Из разнообразных форм символизации общественных проводов в календарной обрядности обращает на себя внимание «Sprovod pokoj nog Blaža», аналогичный в целом «Sprovodu usmrienog Karnevala»{486} и подобным им формам похоронных действ с чучелом в масленичной обрядности, в формах драматизированно-игровых действ, имеющих много общего с похоронной игрой «Опровід» на Буковине и в Закарпатье. Красноречивые аналогии с ней проявляются в хорватском масленичном же игрище «Mrtvač»{487}, особенно показательном по древнейшим корням и поздним игровым формам, явившимся следствием трансформации и переосмысления в народной традиции. В форме же детской игры{488}, даже на этой последней ступени деградации языческого ритуального действа, под позднейшими наслоениями проявляется праславянская основа его – ритуал проводов в обожествленный Космос, что явственнее всего выражено подбрасыванием главного действующего лица и представлением об унесении его вилой{489}. С похоронными же играми «дед и баба», «діді» в Подолии, Буковине и Закарпатье имеют много общего хорватские масленичные игрища «Ded i baba», «didi», «babe» как по структуре драматизированного действа, так и по содержанию, стилю диалогов, построению мизансцен, оформлению костюмов и реквизита.
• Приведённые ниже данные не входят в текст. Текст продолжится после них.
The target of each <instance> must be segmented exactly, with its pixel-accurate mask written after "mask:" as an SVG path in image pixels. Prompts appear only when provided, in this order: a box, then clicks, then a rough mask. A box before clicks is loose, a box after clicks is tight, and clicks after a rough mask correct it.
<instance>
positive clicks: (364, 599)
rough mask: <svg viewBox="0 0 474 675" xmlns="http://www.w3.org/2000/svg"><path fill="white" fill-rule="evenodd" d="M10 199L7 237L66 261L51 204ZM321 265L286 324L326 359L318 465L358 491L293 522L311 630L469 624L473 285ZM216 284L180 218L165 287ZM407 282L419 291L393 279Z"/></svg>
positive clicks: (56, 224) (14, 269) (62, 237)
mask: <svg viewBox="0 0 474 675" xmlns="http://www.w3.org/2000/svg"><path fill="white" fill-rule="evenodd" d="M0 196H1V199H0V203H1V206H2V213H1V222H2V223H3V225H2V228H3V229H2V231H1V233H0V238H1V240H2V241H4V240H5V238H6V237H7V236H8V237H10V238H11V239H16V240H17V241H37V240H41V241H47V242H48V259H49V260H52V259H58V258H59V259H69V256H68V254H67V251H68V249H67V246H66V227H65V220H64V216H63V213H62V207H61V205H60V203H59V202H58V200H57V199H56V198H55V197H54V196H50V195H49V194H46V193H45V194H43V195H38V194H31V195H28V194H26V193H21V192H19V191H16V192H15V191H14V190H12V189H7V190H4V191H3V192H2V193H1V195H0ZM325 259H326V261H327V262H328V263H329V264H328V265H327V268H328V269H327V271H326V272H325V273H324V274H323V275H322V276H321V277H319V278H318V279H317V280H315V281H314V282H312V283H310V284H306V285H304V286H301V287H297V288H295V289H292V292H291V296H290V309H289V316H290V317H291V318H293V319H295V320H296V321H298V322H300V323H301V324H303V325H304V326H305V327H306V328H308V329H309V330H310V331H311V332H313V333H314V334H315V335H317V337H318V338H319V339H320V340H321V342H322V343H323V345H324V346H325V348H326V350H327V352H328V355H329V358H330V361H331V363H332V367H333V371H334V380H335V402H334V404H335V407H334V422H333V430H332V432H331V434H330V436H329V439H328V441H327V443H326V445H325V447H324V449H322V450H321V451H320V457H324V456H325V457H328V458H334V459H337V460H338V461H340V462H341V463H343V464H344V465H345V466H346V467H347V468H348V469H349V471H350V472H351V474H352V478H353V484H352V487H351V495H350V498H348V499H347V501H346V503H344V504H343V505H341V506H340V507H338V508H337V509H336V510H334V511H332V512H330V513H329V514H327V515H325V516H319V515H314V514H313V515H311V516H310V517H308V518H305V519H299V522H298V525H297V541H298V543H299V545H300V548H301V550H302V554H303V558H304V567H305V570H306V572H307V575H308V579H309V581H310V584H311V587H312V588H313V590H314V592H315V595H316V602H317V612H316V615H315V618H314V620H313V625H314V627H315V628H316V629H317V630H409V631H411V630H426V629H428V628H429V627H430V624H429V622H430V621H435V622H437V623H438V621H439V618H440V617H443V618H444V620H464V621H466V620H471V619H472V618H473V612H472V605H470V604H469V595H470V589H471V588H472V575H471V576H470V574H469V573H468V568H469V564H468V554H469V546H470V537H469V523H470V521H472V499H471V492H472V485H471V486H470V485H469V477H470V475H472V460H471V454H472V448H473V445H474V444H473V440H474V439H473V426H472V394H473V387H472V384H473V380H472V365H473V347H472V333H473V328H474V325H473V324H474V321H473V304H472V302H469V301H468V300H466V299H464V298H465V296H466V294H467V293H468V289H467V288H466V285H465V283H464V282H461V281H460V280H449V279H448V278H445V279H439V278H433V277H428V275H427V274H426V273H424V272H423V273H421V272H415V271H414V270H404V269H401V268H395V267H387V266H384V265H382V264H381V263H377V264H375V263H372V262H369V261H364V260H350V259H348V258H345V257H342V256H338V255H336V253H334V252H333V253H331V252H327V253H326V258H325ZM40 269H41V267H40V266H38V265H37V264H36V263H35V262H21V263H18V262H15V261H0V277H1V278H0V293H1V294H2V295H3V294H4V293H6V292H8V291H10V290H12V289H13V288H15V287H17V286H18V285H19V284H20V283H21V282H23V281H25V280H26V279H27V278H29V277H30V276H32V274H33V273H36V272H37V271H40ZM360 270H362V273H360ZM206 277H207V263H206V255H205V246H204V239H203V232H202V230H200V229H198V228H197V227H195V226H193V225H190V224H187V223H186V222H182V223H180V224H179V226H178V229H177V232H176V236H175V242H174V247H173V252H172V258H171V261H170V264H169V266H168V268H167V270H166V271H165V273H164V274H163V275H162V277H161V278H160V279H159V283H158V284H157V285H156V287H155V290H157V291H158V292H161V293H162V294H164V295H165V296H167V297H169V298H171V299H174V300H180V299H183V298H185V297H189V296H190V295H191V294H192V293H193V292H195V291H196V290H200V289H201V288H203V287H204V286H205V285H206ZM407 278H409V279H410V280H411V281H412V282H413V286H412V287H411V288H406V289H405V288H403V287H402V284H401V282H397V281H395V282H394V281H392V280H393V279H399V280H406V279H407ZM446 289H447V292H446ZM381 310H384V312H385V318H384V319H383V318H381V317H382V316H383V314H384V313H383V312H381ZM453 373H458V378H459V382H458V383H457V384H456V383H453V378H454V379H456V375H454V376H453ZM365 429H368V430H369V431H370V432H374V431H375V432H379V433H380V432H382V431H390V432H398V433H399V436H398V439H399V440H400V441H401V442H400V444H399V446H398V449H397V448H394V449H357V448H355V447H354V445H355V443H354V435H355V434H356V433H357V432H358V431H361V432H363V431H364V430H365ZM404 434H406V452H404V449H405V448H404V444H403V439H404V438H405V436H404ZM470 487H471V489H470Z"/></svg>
Из мотивов следует выделить мотив умерщвления{490}, из реквизита – палки, колокольца и золу как знак языческого сжигания в огне костра или очага. В связи с соотношением в этом игрище традиции и импровизации весьма существенно положение М. Гавацци. Отмечая характерность этих персонажей для масленичного ряжения, принципиальную общность оформления их внешнего образа, сюжетов и драматических приемов в игровых действиях, он заключает: в основе его лежит устойчивая традиция, уходящая корнями в глубокую древность{491}.